Research Statement
Will machines ever "think" for themselves?
I think the question will be a moot point within the foreseeable
future. I believe the gradual increase in machine intelligence will be
subtle but steady until we find ourselves attributing intentionality
and intelligence to machines without having considered any alternate
explanation.
To this end, I am interested in three foundational areas of AI that I
believe are crucial to this steady progression in machine intelligence:
learning,
reasoning and
planning. And I am
interested in combining the analytic formalisms of
logic,
probability, and
decision-theory to
develop efficient algorithms that solve real
problems at the confluence of these research areas.
Following are some
lines of inquiry that
drive my current research interests:
Planning
How can we plan in stochastic environments in a domain-independent manner?
-
First-order Markov Decision Processes:
The augmentation of the planning framework with stochastic action outcomes
is well-formalized as a Markov decision process (MDP).
However, when dealing with large relational problem domains,
grounded solution methods generally cannot scale with the size of the
domain instantiation. This problem is remedied by the first-order
MDP (FOMDP) formalism as summarized in my "Why FOMDPs?" slide. My PhD
thesis is concerned with approximating solutions to FOMDPs while obtaining
performance guarantees on the resulting policies.
For a solution technique that placed 2nd in the probabilistic
track of the 2006 International
Planning Competition,
see a recent paper I wrote on
approximate
planning techniques for first-order MDPs.
Reasoning
How can we efficiently reason with very large and
expressive knowledge bases?
- Specialized Reasoners: We need to exploit common modes of reasoning for which we
can develop efficient specialized reasoners. See my online Semantic Web DL-FOL
reasoner based on the elegant framework of
ordered theory resolution for an example of such an approach that
combines efficient DL satisfiability checking with
first-order resolution in a
sound and complete reasoning framework.
- Decomposition: We must decompose our reasoning into
tractable subtasks. Some recent interesting work
on reasoning in partitioned first-order logic KBs has focused
on decomposition procedures that permit sound
and complete reasoning. But there is
clearly a tradeoff between the value of information and its impact
on the complexity of reasoning. Can we decompose our reasoning based on
an approximate estimate of relevance?
And can we integrate probabilistic and
decision-theoretic notions into a logical reasoning framework
to optimally carry out such relevance-based reasoning?
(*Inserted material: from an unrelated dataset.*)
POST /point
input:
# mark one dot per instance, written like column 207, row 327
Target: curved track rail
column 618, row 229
This brings us to the next question...
How can we integrate logical, probabilistic, and decision-theoretic
paradigms of reasoning?
There are at least two general principles that help identify when
logic can be fruitfully combined with probability and decision-theory:
-
Exploiting Probabilistic and Decision-theoretic Structure for
Robustness: One well-noted problem with purely logical reasoning
is that it is very brittle in the context of uncertainty. By
assigning probabilities to logical statements we can avoid the
parasitic consequences of inconsistent knowledge bases (KBs) while gaining
the capability to reason about various probabilistic properties of KBs.
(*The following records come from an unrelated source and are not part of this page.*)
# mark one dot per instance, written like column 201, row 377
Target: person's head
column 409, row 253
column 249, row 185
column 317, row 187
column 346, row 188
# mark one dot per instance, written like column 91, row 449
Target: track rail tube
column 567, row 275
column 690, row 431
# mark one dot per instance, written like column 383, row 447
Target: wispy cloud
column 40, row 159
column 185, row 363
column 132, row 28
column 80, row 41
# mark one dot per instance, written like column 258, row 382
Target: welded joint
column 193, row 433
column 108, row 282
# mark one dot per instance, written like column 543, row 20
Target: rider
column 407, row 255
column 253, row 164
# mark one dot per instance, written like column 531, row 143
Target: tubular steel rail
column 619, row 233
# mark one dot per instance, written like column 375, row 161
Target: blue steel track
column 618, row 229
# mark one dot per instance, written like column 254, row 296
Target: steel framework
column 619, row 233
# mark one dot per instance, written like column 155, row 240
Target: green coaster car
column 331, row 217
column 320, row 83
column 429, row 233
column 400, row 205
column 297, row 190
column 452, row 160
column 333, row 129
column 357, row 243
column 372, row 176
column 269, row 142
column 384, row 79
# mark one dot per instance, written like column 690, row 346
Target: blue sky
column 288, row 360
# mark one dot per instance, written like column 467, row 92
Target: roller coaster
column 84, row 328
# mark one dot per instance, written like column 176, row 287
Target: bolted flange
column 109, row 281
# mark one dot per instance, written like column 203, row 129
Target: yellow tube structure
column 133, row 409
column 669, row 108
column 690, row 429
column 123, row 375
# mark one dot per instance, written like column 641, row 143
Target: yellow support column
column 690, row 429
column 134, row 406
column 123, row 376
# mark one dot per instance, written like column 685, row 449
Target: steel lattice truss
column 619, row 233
Furthermore, adding in decision-theoretic utilities allows us to
discard low-utility information during approximate reasoning while
bounding utility loss. The APRICODD
approximate stochastic planner serves as a great example of this latter use.
Learning
How can we learn complex value representations from delayed reward?
- Relational and First-order Representations: If we can easily
represent our knowledge relationally then it also makes sense to use
such representations in our learning algorithms. My recent work on relational
reinforcement learning is one potential approach to doing this,
but there are many additional extensions
and alternate
approaches worth exploring.
- Factored Representations: In many reinforcement learning domains,
the value function or model cannot be represented exactly, but instead must
be represented in a manner that approximately captures the structure of the
model. When the value function or model has a probabilistic
interpretation, Bayes nets and conditional Markov random fields (CRFs) make ideal
representations, but also induce questions as to how their parameters
and structure can be learned in a delayed reward setting. My
relational
reinforcement learning
work has used restricted Bayes nets to learn in Backgammon and Othello and my work with the
Applied
Games Group at Microsoft Research looked at reinforcement learning with
conditional Markov random fields (CRFs) and hierarchical
features in the game of Go.
How can we integrate planning and transfer learning?
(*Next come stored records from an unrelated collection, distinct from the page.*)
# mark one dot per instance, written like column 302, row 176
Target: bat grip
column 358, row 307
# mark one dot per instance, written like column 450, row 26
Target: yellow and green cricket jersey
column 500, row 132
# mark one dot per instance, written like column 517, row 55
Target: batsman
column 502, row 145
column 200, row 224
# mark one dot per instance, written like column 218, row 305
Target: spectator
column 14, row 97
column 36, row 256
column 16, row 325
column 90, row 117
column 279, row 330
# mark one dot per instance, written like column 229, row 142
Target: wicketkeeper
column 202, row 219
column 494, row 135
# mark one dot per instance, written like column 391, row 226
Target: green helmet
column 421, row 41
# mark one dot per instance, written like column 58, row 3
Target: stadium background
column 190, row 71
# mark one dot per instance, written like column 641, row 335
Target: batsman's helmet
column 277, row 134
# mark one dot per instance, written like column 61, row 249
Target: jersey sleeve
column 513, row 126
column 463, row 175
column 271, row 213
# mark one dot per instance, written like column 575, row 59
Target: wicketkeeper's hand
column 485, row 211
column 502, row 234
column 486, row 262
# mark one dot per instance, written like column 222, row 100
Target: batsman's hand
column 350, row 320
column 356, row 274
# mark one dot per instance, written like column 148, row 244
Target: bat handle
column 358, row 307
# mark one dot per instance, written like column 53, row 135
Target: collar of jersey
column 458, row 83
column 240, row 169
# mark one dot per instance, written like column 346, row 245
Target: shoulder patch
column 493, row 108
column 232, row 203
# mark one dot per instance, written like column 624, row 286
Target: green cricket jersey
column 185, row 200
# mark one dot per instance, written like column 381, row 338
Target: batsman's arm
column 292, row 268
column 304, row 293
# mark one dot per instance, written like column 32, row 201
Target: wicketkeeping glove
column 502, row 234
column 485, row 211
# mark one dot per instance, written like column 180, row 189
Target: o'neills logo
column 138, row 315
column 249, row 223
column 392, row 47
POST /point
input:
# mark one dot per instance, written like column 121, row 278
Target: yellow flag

- Model-based Transfer Reinforcement Learning: It is
well-known in reinforcement learning that if it is possible to obtain
a reasonable approximation of the transition and reward model, it is
far more efficient to perform off-line inference in the model than to
constantly sample from on-line experience. While much work has looked
at this model-based reinforcement learning paradigm, very little work
has focused on this problem in the context of transfer
learning, where one learned model is reused for related domains.
Here is where learning a model in the form of a domain-independent
first-order MDP (FOMDP) is ideal, because inference can be performed
at the model level while generalizing to any domain
instantiation (as long as the induced FOMDP is consistent with each
domain instantiation). While the framework itself is quite
straightforward, the difficulty lies in accurately inducing a
first-order model of action effects. Some recent work on learning
symbolic models of stochastic domains provides one potential
model-induction approach that could be used in this framework.
How can we learn to reason efficiently?
- A Reinforcement Learning Approach:
Reasoning is a sequential decision process and like any
other decision-making task, better decision-making during the
reasoning process leads to faster inference. While current work examines
fixed
reasoning strategies in logical inference, it is interesting to
ask whether we can cast logical inference as a reinforcement
learning task and decide in which context to make each reasoning decision.
The result should be faster and more powerful inference for
common reasoning tasks.